Run benzene-prediction.py. The air quality data set is already included in the aqm_data directory. The scripts runs under Python 3.5 using Keras 2.x, scikit-learn, numpy, and pandas. A TensorFlow 1.5 back end was used.
The UCI dataset contains 9358 instances of hourly averaged responses from an array of 5 metal oxide chemical sensors embedded in an Air Quality Chemical Multisensor Device. The device was located on the field in a significantly polluted area, at road level,within an Italian city. Data were recorded from March 2004 to February 2005 (one year) representing the longest freely available recordings of on field deployed air quality chemical sensor devices responses. Ground Truth hourly averaged concentrations for CO, Non Metanic Hydrocarbons, Benzene, Total Nitrogen Oxides (NOx) and Nitrogen Dioxide (NO2) and were provided by a co-located reference certified analyzer.
The dataset columns are:
- Date (DD/MM/YYYY)
- Time (HH.MM.SS)
- True hourly averaged concentration CO in mg/m^3 (reference analyzer)
- PT08.S1 (tin oxide) hourly averaged sensor response (nominally CO targeted)
- True hourly averaged overall Non Metanic HydroCarbons concentration in microg/m^3 (reference analyzer)
- True hourly averaged Benzene concentration in microg/m^3 (reference analyzer)
- PT08.S2 (titania) hourly averaged sensor response (nominally NMHC targeted)
- True hourly averaged NOx concentration in ppb (reference analyzer)
- PT08.S3 (tungsten oxide) hourly averaged sensor response (nominally NOx targeted)
- True hourly averaged NO2 concentration in microg/m^3 (reference analyzer)
- PT08.S4 (tungsten oxide) hourly averaged sensor response (nominally NO2 targeted)
- PT08.S5 (indium oxide) hourly averaged sensor response (nominally O3 targeted)
- Temperature in °C
- Relative Humidity (%)
- AH Absolute Humidity
This is the important step!
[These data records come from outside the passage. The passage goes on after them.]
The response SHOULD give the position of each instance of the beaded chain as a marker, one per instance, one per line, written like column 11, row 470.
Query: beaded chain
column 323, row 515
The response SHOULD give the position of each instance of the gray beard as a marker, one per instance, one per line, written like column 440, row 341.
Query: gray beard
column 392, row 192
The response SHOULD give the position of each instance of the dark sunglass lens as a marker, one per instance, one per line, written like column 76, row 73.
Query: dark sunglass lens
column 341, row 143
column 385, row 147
Without an adequate clean up crazy results can ensue, as illustrated in Chapter 7 of Deep Learning with Keras by Gulli & Pal (Packt Publishing), where, along with a few coding errors, Benzine concentrations of below -100 micrograms per meter cubed are predicted - a sure sign something has gone wrong!
To do this we use Pandas to load the CSV data, which is in European semi-colon separated, with commas for decimal points, format. The first thing to note is that missing values are tagged with a -200 value.
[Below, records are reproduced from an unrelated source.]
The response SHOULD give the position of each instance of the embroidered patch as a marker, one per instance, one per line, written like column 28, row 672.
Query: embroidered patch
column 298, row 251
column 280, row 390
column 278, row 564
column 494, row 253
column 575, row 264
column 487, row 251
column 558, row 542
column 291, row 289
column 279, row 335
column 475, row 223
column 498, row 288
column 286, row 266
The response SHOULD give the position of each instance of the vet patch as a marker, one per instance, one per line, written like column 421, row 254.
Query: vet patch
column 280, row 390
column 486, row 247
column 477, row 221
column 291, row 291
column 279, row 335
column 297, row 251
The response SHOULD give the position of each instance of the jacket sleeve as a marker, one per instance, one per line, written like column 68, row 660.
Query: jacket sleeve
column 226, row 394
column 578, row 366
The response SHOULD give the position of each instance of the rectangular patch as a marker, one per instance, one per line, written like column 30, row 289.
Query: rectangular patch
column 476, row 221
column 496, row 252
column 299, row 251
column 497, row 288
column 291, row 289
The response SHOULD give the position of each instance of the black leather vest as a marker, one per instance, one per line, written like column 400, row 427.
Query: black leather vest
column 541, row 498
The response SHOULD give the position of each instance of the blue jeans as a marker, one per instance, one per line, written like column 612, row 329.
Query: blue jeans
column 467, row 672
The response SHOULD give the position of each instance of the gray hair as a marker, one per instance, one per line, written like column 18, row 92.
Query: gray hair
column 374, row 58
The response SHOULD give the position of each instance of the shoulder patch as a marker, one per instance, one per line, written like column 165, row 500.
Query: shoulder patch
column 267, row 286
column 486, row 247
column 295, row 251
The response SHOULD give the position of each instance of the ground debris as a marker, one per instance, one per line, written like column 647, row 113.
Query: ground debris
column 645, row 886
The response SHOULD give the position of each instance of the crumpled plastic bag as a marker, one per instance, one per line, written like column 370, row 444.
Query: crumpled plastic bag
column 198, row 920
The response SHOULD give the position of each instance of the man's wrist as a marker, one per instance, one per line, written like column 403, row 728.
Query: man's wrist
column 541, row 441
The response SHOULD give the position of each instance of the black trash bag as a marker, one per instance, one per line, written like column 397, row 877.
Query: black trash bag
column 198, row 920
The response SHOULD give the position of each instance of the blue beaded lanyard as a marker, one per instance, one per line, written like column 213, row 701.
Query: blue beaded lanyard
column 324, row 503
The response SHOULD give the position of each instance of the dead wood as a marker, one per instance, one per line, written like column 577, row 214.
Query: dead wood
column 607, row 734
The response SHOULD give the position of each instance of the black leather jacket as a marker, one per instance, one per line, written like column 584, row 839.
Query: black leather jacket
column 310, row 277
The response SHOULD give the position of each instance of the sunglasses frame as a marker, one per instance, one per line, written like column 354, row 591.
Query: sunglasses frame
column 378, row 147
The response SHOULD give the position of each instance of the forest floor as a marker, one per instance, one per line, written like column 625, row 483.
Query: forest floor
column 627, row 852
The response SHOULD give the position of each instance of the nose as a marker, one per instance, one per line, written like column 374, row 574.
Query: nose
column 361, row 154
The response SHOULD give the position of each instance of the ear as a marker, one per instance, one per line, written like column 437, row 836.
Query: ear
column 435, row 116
First looking at the columns, we don't need the last two NaN/empty columns, and the time and date columns. The Non Metanic HydroCarbons column, NMHC(GT), is mainly -200 missing values, so has barely anything useful in it, so that can go too.
Another inspection of the data show that there a lot of NaN/empty rows at the end of the data, so get rid of these.
Finally, to deal with the few -200 (missing value) entries dotted around we fill them in with their respective mean of value of the column they are in.
So from the initial 17 columns this leaves us with 12 columns of features. From this we remove the Benzene column as the target, leaving 11 features as the input to the Regression Network.
Due to the scales of measurement and data ranges for the columns, each column of data is scaled using the handy scikit-learn StandardScaler which subtracts from each column the mean of the column and divides by its standard deviation.
The regression network used here is a simple two layer dense network that takes a vector of 11 features from the dataset as input and outputs a scaled prediction, The hidden dense layer (latent space) has eight neurons.
The network's weight matrices for the all layers are initialized using glorot uniform. The efficient ADAM optimization algorithm is used and a mean squared error loss function is optimized.
The example achieves a training loss (mean squared error) of 0.0013, and a validation loss (mean squared error) of 0.0071.
However, don't forget you can achieve good losses / predictions for garbage input data - so always check the data clean-up stage, as well as the usual bias/variance and underfitting/overfitting!